When it comes to researching distant ancestors with umpteen children, grandchildren, and beyond through five generations, it takes a team of researchers to keep it all straight. That's why I'm an advocate of reaching out and connecting with other researchers tracing the same family lines. Whether that means a teamwork approach—you tackle this child's line of descent; I'll take that second-born child—or sharing in the mad scramble to analyze documents found, having someone else to bounce ideas off of can not only make a difference, but add a bonus of a shared victory dance at the end of the line.

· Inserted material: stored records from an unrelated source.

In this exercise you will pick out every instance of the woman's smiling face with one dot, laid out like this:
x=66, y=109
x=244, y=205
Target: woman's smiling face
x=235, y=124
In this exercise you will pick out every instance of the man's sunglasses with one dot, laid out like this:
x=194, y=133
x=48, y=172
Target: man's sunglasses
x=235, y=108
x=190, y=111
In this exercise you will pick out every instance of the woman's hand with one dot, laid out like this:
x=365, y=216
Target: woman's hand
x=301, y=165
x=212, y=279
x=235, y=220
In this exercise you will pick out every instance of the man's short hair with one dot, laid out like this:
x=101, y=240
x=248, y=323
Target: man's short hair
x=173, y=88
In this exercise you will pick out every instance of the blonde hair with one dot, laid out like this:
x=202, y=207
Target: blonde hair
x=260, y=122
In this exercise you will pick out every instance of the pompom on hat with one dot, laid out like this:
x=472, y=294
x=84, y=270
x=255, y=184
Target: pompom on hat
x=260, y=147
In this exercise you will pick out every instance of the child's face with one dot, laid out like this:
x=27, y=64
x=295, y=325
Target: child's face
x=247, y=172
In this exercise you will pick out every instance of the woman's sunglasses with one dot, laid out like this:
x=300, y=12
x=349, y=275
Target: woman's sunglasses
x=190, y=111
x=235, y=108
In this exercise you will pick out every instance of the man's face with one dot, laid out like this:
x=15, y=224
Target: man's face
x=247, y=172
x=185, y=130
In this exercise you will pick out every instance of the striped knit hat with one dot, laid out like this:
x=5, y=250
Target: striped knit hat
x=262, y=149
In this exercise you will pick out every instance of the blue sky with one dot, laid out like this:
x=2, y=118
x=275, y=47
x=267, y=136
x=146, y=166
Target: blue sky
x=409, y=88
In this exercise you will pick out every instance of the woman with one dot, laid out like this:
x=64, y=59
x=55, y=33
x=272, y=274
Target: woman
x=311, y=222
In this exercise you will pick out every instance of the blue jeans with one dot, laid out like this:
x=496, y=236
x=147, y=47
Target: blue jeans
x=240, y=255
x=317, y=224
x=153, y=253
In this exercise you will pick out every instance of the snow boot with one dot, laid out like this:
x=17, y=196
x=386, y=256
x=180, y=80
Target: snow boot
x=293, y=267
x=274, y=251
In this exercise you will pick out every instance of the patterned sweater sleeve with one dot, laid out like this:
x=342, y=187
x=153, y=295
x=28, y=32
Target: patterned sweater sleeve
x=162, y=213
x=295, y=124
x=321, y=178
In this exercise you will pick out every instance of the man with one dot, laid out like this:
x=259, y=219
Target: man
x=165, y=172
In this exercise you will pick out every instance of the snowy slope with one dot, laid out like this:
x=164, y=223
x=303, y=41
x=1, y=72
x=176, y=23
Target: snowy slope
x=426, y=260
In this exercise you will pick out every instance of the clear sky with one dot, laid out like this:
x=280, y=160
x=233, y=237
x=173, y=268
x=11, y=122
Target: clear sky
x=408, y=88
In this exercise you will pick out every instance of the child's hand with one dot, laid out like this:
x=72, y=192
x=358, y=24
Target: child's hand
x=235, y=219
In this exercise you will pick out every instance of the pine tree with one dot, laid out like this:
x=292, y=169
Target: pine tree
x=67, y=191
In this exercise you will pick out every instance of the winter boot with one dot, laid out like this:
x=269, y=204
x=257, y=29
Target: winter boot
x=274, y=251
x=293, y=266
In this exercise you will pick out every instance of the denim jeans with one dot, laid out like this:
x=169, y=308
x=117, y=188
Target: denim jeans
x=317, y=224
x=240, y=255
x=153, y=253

So it's been with the discovery of a fellow genealogy blogger, Patrick Jones of Frequent Traveler Ancestry, who had made similar discoveries two years ago about a wife of John Carter—Sarah Kenyon—not mentioned in published genealogies. It was two years ago when Patrick posted about several court records from which can be gleaned information to partially reconstruct family relationships between the Carter half-siblings. We have since been sharing information and observations about what we are finding. And we both have discussed how the use of mitochondrial DNA testing may sort out the centuries-old mysteries of John Carter's wives.
Patrick is currently tracing the line of John Carter's daughter Frances through her marriage to Rice Curtis, their children and grandchildren, as revealed in—what else?—court documents. He's sharing what he is finding in his own blog, sorting it out from Frances Carter Curtis' own will, detailing her family's relocation from her childhood home in Virginia to Davidson County, Tennessee, where the will was filed.
While I've been spending my weekdays scouring court documents regarding my fifth great-grandfather John Carter this month, behind the scenes I'm still catching up on the unsolved mysteries of last winter, when I wrestled with my father's Polish ancestors. On that line, too, I have met up with a distant cousin—coincidentally a DNA match—who is also researching that particular family. That is a good thing, for there are many descendants yet to find, including missing ones in Poland whose disappearing trail may actually have wandered across an ocean to America. Sometimes it's hard to reconnect the two parts of one person's life trajectory when it involves migration across an ocean.
Two sets of eyes are better than one when it comes to spotting details, or unearthing a record that hadn't been considered before. Even more comes into play when those two sets of eyes can claim two different sets of DNA matches, and can compare and contrast the lines of their respective DNA cousins. When one team member doesn't have key matches, but the other one does, that fuels research synergy.